Trusted Thinking Partnership between OEMs and ESPs (Engineering Service Partners)
Author: Dush Reddy, Global Business Head, QuEST Global
The first half-year has been extremely uncertain with the COVID-19 virus breakout impacting the global economy and causing large scale disruptions. Industries with heavy engineering dependence have been hit at large because of travel bans and lockdowns worldwide. Results are evident – worried businesses, volatile stock prices, and an uncertain future.
Customers across verticals are facing common challenges of supply chain interruptions while also managing remote engineering teams. Other challenges include reducing costs, becoming lean and agile while continuing to invest in current and new programs that are important to succeed in the changing business landscape. As a result, the needs of customers are dramatically shifting.
So, what are the evolving needs of customers?
In the present context, the key focus of OEMs is to become lean and agile by not only reducing costs but also shifting from a fixed cost to variable cost model. This shift enables workforce/cost flexibility while not losing the capability to deliver on current and future projects. Almost all OEMs are currently faced with a similar requirement, and it is a massive transformation to manage.
While managing cost is the top priority for business sustainability, customers also have to ensure that they fulfil engineering commitments and business obligations as per the current demands. Despite their necessity to fulfil these engineering commitments, they are faced with the roadblocks of internal hiring freezes and planned headcount reductions. Even when cost optimization is important, they have to explore ways to invest in innovation and exponential technologies.
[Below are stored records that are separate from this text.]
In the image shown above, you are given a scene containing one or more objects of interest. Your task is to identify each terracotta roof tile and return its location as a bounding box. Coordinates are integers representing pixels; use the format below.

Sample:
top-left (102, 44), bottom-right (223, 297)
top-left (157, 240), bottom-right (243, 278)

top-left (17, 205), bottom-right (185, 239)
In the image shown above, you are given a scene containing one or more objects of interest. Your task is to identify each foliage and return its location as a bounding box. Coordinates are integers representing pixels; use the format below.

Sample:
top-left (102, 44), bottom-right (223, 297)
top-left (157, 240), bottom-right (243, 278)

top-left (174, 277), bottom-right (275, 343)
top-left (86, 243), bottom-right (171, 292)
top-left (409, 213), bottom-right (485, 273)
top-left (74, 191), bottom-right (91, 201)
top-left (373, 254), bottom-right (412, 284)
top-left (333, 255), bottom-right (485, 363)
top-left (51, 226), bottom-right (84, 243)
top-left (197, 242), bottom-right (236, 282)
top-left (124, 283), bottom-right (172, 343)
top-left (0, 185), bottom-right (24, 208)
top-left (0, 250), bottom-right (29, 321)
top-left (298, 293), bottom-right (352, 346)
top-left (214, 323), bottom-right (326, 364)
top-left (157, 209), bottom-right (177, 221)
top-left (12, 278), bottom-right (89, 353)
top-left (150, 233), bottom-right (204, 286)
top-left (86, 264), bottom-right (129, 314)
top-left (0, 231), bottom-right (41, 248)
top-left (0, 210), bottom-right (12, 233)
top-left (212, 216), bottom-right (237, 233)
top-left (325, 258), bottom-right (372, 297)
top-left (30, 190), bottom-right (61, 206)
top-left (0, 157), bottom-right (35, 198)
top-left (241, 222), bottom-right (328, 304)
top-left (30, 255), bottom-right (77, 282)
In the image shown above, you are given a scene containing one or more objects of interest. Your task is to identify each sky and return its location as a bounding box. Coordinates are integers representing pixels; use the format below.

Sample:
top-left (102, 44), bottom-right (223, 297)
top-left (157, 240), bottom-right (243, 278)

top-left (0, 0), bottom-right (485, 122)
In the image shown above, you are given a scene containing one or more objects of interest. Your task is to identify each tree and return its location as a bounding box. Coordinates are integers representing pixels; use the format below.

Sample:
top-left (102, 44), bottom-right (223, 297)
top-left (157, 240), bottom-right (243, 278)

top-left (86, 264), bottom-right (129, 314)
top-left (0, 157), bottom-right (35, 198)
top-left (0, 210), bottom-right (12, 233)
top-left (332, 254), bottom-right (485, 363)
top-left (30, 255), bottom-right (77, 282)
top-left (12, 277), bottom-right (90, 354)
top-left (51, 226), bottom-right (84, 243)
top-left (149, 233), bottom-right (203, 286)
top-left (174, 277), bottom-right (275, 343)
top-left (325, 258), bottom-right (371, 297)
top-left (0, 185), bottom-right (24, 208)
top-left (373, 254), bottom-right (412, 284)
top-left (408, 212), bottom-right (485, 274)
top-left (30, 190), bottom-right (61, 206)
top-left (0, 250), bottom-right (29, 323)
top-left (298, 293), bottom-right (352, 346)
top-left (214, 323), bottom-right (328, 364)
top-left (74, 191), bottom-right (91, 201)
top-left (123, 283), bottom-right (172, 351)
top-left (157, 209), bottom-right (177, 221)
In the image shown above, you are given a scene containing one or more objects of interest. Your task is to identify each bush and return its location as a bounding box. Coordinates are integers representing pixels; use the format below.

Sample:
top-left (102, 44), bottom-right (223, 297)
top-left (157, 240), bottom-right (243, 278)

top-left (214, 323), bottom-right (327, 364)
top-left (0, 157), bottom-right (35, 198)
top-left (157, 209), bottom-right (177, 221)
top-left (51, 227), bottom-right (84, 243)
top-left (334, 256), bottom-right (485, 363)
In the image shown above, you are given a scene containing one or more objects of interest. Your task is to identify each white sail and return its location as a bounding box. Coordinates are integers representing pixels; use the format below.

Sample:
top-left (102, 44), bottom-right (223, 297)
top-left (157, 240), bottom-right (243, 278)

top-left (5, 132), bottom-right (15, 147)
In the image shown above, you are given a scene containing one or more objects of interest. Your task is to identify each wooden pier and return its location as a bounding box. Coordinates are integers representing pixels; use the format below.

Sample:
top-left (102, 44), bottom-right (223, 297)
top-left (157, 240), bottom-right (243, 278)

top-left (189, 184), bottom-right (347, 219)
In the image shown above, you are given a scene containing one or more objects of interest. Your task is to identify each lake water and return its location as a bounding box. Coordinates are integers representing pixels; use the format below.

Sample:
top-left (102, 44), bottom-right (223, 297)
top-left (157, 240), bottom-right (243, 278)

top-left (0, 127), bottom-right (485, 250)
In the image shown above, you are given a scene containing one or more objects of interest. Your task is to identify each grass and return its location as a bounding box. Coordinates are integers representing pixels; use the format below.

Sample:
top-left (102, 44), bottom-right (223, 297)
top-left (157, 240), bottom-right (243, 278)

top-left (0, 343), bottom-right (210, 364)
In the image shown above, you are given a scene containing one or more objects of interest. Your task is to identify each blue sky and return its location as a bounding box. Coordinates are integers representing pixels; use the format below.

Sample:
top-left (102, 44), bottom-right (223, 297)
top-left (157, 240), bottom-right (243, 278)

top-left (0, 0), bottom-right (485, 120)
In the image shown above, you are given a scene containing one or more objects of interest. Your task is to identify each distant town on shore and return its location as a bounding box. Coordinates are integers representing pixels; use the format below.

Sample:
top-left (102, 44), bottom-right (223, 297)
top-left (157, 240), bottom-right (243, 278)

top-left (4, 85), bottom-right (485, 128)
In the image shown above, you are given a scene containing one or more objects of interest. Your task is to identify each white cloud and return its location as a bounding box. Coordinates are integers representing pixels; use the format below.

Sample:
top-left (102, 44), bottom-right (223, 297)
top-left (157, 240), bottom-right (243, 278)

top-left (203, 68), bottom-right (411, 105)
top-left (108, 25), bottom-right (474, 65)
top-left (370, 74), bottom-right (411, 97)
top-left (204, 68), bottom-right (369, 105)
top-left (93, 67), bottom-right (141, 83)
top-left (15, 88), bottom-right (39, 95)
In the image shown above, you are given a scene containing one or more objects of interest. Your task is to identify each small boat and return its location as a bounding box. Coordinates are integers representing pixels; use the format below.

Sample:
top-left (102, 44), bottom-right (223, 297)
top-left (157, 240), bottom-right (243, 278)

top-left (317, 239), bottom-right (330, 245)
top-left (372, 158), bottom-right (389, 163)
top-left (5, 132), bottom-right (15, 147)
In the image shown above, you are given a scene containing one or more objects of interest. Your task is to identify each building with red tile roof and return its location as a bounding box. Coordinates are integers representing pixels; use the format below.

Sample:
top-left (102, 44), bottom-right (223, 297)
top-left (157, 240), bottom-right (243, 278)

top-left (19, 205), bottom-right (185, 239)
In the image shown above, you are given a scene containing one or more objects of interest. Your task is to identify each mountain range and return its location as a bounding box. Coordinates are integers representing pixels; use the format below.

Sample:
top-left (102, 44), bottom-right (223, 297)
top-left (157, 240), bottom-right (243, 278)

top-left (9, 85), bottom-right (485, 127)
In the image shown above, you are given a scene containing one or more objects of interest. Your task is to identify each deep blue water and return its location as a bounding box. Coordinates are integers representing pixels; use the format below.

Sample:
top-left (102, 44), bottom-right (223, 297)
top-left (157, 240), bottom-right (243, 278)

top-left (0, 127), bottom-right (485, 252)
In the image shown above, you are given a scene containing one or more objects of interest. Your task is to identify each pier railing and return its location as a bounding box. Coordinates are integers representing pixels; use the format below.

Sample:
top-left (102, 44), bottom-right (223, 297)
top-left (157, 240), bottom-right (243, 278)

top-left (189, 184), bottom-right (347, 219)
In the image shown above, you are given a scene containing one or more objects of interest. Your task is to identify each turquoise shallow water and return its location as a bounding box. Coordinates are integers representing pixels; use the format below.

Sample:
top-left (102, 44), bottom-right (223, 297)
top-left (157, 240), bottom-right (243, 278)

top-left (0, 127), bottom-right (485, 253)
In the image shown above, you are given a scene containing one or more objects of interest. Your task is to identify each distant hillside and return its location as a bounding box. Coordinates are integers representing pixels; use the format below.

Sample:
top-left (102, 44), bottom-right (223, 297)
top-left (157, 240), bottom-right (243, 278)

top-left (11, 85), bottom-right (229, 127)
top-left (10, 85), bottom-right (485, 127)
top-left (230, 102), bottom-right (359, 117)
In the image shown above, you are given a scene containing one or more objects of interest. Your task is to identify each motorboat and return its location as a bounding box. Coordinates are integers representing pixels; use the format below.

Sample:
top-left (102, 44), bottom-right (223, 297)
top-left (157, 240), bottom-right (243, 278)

The role of ESPs in partnering with customers
To enable customers to encounter their challenges, ESPs must reform their strategies to be on par with their customers’ changing needs. These challenges could vary from issues of cost reductions, fragmented and underperforming supply base, large pool of tactical suppliers (contractors), or a lack of strategic partnering mind-set. In such a scenario, a strategic ESP works with the customer to co-create a joint strategy for solving similar challenges. Such collaborative models can include engineering realignment, consolidation of suppliers, and best cost country strategies. Scope consolidation is also critical for end-to-end ownership and moving away from an ineffective piecemeal approach, which is also high-drag on the customer.
Such partnerships can result in more optimized engineering offloads (less staffing, more work-packages, co-developed solutions, co-investing, technology adoption), enhanced operational efficiencies, increased market competitiveness, enhanced delivery throughput, and much more.
The Strategic Partnership driving innovations
This pandemic has paved the way for ESPs to play a more vital role with joint plans for working towards a shared vision. The future strategy requires an integrated, holistic approach to maximize savings and optimize value to build stronger strategic relationships. Both the customer and ESPs are required to provide strong sponsorship in order to ensure the necessary change management. This will ensure that their plans are implemented in a seamless, impactful way. It also requires establishing a dedicated partnership team comprising of key people from both ESP and the customer.
This kind of strategic partnership will not only reduce cost but free-up bandwidth across the customer’s organization. Today, customers are looking for cutting-edge transformations in the form of shifting from staffing to managed services, from multi-vendors to few preferred partners (supplier consolidation), accelerating innovation through technology adoption and engineering partners who take ownership of more work-scope (core/non-core realignment) – this is the new reality.
As the world is quickly transforming, ESPs have a crucial role in partnering with customers to advance society. Customers are looking for partners with leading-edge transformational ideas, solutions and not just engineering resources support. They are also looking for ways to leverage ideas and commercial innovation from other industries that can help solve their challenges. The opportunities are in abundance and I am confident that ESPs will get a larger share of the pie in this changing world. The key is to become the Trusted Thinking Partner to your customers.
About the Author
Dush Reddy, Global Business Head, QuEST Global
Dush has more than 20 years of experience in building and scaling engineering services partnerships with Fortune 100 companies. He specializes in scaling partnerships, building best-in-class technology hubs, and providing progressive engineering value to customers. As a Global Business Unit Head, Dush drives company’s business growth by building highly efficient customer centric teams. He spearheads engagements with customers, and has been leading the efforts to nurture and scale them to establish delivery centers across US, Europe, and Asia. Developing customer-centric Product Lifecycle solutions and building long-term, Trusted Thinking Partnerships are his core strengths. Over the years, Dush has sharpened his expertise in integrating high-technology local engineering companies with the global best-cost engineering teams to deliver a comprehensive, unique Local-Global solution that addresses the innovation requirements of customers in various industries.